The cohort was 52% female, with a median age at diagnosis of 71 years (IQR 60–79). The most common MPN subtypes were polycythemia vera (39%) and essential thrombocythemia (38%), followed by MPN-unclassifiable (16%) and primary myelofibrosis (7%). A history of thrombosis at MPN diagnosis was present in 22% of patients, and 19% had a history of bleeding. Among the 10,487 patients receiving combination therapy, the majority included antiplatelet agents: 57% received antiplatelet + cytoreductive therapy, 12% received antiplatelet + anticoagulant therapy, and 22% received all three therapies. Only 8% received anticoagulant + cytoreductive therapy without antiplatelet agents.
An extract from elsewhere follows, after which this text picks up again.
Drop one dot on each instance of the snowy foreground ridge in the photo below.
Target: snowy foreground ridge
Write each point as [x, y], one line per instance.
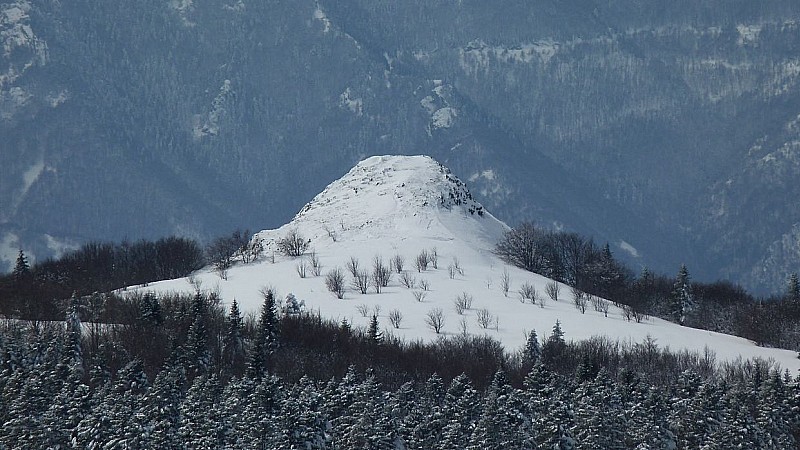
[401, 205]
Patients receiving no therapy had the lowest bleeding rate overall (HR 0.63, 95% CI 0.53–0.75), likely reflecting individuals with less severe disease or contraindications to treatment. Among patients with no thrombotic event, those receiving antiplatelet monotherapy had a 35% lower rate of bleeding compared to those on anticoagulant monotherapy (HR 0.65, 95% CI 0.56–0.76). Combination therapy was associated with a reduced rate of similar magnitude (HR 0.68, 95% CI 0.59–0.78), while cytoreductive monotherapy showed no significant difference (HR 0.96, 95% CI 0.76–1.21). In patients with a prior thrombotic event, antiplatelet monotherapy remained protective (HR 0.59, 95% CI 0.43–0.79), and combination therapy was associated with a slightly lower bleeding rate compared to anticoagulant monotherapy (HR 0.78, 95% CI 0.61–0.99). The estimate for cytoreductive monotherapy in this group (HR 2.04, 95% CI 0.89–4.68) was based on a small number of patients and had wide confidence intervals, limiting interpretability.
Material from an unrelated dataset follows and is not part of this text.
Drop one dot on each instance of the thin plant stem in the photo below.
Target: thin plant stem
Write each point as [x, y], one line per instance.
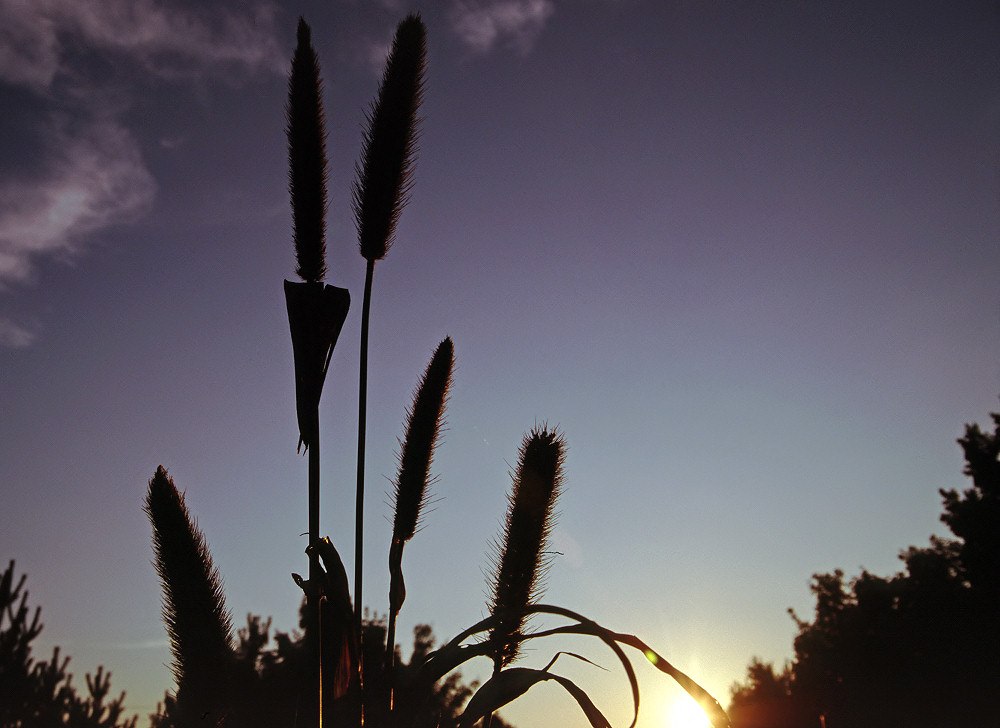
[359, 524]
These findings suggest that bleeding risk in MPN patients is influenced by both treatment type and thrombotic history. Antiplatelet monotherapy and combination therapy were associated with lower bleeding rates than anticoagulant monotherapy, both in patients with and without prior thrombosis, though the effect was more pronounced in those without prior thrombosis. By accounting for the complete patient pathway and modelling treatment and thrombotic status as time-varying exposures, a more accurate representation of real-world treatment dynamics is presented here. Given that the majority of combination therapy regimens included antiplatelet agents, these results underscore the potential protective role of antiplatelet therapy in managing bleeding risk. These insights may support clinical decision-making, and guide personalized treatment strategies and risk assessment in patients diagnosed with MPN.